This study examined the effects of climate change adaptation strategies on food crop production efficiency in Southwestern Nigeria. A multi-stage random sampling technique was used to select 360 farm units (180 from savanna and 180 from the rainforest agro-ecological zones). Structured interview scheduled was used to obtain the required information from the selected food crop farm units.

Descriptive and relevant inferential statistics such as frequency, percentages, mean, line graph, standard deviation, likert-type rating technique, multinomial logit (MNL) model, stochastic frontier production and profit models, z-test, t-test, and factor analysis were used for data analysis. Socioeconomic, farm-specific and institutional characteristics of the food crop farmers and the climate change adaptation strategies used constitute the explanatory variables for the study. Possible constraints to climate change adaptation among food crop producing households were also identified.
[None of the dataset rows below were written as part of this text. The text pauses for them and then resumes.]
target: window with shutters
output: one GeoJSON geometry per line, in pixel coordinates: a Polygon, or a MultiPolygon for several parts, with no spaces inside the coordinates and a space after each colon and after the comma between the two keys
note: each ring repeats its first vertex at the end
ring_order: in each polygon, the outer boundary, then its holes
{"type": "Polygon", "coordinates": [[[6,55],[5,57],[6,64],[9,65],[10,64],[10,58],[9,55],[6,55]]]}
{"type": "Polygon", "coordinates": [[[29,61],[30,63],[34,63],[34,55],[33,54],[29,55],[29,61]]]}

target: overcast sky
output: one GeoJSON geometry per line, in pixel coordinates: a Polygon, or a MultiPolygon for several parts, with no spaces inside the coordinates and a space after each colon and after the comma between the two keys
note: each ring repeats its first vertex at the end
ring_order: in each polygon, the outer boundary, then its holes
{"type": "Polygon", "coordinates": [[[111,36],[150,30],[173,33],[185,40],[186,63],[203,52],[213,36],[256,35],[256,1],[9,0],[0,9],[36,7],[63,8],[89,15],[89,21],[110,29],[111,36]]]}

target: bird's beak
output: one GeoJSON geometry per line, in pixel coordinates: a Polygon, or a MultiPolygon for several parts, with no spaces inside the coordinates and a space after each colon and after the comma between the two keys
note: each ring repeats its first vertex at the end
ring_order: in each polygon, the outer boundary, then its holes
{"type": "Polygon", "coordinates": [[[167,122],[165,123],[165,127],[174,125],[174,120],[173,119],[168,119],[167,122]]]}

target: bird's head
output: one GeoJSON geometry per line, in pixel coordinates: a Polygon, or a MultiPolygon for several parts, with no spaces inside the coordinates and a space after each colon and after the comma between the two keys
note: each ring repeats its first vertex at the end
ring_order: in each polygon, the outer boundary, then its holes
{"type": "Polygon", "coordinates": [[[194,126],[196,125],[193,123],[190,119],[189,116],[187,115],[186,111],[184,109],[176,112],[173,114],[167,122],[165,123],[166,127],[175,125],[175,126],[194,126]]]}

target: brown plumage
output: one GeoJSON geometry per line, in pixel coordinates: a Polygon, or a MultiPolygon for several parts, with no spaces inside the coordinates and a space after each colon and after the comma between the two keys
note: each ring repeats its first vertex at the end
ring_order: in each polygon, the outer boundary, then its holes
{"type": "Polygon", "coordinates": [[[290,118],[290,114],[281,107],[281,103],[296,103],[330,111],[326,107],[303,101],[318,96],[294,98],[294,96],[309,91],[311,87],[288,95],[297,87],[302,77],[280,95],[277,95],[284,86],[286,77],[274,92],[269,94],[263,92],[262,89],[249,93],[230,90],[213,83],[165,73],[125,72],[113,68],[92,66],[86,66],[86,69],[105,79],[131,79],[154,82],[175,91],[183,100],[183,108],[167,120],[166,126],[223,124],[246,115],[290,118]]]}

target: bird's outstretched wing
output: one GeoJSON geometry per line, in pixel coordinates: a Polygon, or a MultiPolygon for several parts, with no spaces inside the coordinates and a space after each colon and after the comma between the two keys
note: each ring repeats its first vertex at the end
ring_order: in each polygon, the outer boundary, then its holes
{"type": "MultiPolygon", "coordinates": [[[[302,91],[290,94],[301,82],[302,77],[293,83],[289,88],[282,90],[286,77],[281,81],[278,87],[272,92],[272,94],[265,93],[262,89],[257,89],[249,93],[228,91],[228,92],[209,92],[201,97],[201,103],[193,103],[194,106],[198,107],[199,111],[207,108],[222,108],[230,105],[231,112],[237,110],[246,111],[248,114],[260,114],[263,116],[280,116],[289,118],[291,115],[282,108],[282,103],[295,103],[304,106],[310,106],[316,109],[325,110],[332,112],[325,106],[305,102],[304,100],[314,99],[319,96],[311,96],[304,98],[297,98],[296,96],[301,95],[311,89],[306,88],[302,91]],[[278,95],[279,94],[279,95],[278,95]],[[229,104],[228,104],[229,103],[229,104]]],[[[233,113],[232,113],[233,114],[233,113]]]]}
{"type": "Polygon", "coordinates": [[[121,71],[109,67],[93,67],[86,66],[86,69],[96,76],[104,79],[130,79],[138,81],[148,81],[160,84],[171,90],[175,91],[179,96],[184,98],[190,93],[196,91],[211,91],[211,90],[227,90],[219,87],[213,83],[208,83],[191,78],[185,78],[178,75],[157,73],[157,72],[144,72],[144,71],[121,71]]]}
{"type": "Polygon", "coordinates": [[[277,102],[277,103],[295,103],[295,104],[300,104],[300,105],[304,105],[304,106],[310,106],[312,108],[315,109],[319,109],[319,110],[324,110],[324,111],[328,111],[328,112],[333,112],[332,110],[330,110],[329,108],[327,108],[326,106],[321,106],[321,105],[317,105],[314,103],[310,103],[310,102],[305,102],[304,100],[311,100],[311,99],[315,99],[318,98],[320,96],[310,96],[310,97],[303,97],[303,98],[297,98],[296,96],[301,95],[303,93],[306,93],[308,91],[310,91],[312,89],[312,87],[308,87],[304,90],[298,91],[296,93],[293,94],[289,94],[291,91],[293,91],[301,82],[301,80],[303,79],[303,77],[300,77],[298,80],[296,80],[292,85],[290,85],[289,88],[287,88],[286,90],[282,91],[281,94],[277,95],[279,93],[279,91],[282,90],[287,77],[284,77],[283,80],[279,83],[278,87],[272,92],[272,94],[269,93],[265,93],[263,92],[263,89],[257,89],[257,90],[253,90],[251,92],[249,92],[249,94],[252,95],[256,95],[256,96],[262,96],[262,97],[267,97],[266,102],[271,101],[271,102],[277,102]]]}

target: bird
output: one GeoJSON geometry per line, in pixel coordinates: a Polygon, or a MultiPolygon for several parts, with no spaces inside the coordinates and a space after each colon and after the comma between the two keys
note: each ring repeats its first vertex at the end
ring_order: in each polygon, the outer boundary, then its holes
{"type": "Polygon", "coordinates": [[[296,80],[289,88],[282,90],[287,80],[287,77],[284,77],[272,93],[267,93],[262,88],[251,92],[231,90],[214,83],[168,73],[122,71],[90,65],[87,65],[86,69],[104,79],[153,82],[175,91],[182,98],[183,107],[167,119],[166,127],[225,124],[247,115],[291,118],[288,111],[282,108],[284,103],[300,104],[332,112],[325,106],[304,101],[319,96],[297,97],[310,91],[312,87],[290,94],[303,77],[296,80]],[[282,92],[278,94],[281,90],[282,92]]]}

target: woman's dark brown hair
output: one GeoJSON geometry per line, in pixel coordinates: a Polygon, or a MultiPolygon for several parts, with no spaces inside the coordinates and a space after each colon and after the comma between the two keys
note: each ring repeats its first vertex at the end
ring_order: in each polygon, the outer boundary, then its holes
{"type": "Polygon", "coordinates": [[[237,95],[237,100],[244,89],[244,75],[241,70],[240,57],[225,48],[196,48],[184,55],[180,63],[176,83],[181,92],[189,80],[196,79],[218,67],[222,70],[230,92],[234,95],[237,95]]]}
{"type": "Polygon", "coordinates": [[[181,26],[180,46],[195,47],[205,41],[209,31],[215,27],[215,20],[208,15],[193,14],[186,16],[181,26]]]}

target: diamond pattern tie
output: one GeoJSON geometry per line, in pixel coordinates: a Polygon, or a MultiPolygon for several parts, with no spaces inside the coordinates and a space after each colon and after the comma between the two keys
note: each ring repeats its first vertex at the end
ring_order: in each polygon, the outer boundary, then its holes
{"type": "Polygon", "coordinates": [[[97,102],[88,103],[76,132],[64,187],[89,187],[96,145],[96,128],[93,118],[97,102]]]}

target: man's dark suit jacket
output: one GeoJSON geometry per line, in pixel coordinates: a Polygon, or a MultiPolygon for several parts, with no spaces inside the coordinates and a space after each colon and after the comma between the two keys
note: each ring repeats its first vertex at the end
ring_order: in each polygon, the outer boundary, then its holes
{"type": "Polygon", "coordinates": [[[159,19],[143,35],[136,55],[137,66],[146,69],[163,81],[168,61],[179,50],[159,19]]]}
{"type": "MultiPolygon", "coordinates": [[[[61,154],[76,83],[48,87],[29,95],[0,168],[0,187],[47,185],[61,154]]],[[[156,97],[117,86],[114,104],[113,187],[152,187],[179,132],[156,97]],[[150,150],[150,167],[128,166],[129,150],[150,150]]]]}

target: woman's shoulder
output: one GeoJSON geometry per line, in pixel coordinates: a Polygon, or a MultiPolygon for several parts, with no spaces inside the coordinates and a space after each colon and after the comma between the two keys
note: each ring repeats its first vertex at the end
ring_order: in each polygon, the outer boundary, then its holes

Considering the socioeconomic characteristics of food crop producing households in the study area, greater percentage of about 50% of them fell between age range of 41-60years while their computed average age was about 53 years in the study area. In the savanna and the rainforest agro-ecological zones of the region, the greater percentage of about 57% and 43% fell between the age range of 41-60 years while their average age range was about 51 and 55 years, respectively. Male dominated food crop production in the study area, about 86% in the study area were male; about 84% and about 83% were male in the savanna and the rainforest agro-ecological zones of the region, respectively. Greater percentage of about 32% of the food crop farmers had primary education with average of about 8 years of formal education in the study 156 area; while greater percentage of about 31% had secondary education with average of about 9 years of formal education and about 38% had primary education with average of about 8 years of formal education in the savanna and the rainforest agro-ecological zones, respectively. Greater percentage of about 48% the food crop producing households fell within the household size of 6 -10 with computed average of about 7 people; while greater percentage of about 46% with average of about 6 people and 49% with computed average of about 9 people fell between the household size between 6 – 10 in the savanna and the rainforest agro-ecological zones of the southwestern region, respectively. Majority of the respondents were married (about 92% in the whole region, 90% in the savanna AEZ and about 94% in the rainforest AEZ). About 27% of the respondents had extension contact that fell between 11- 15 times with computed average of about 8 contacts or visits in the cropping season; 30% with average of about 9 contacts or visits in the cropping year and about 24% with average of about 8 contacts or visits had extension contact that fell between 11- 15 times in the cropping season among the respondents in the Savanna AEZ and the Rainforest AEZ of the region, respectively.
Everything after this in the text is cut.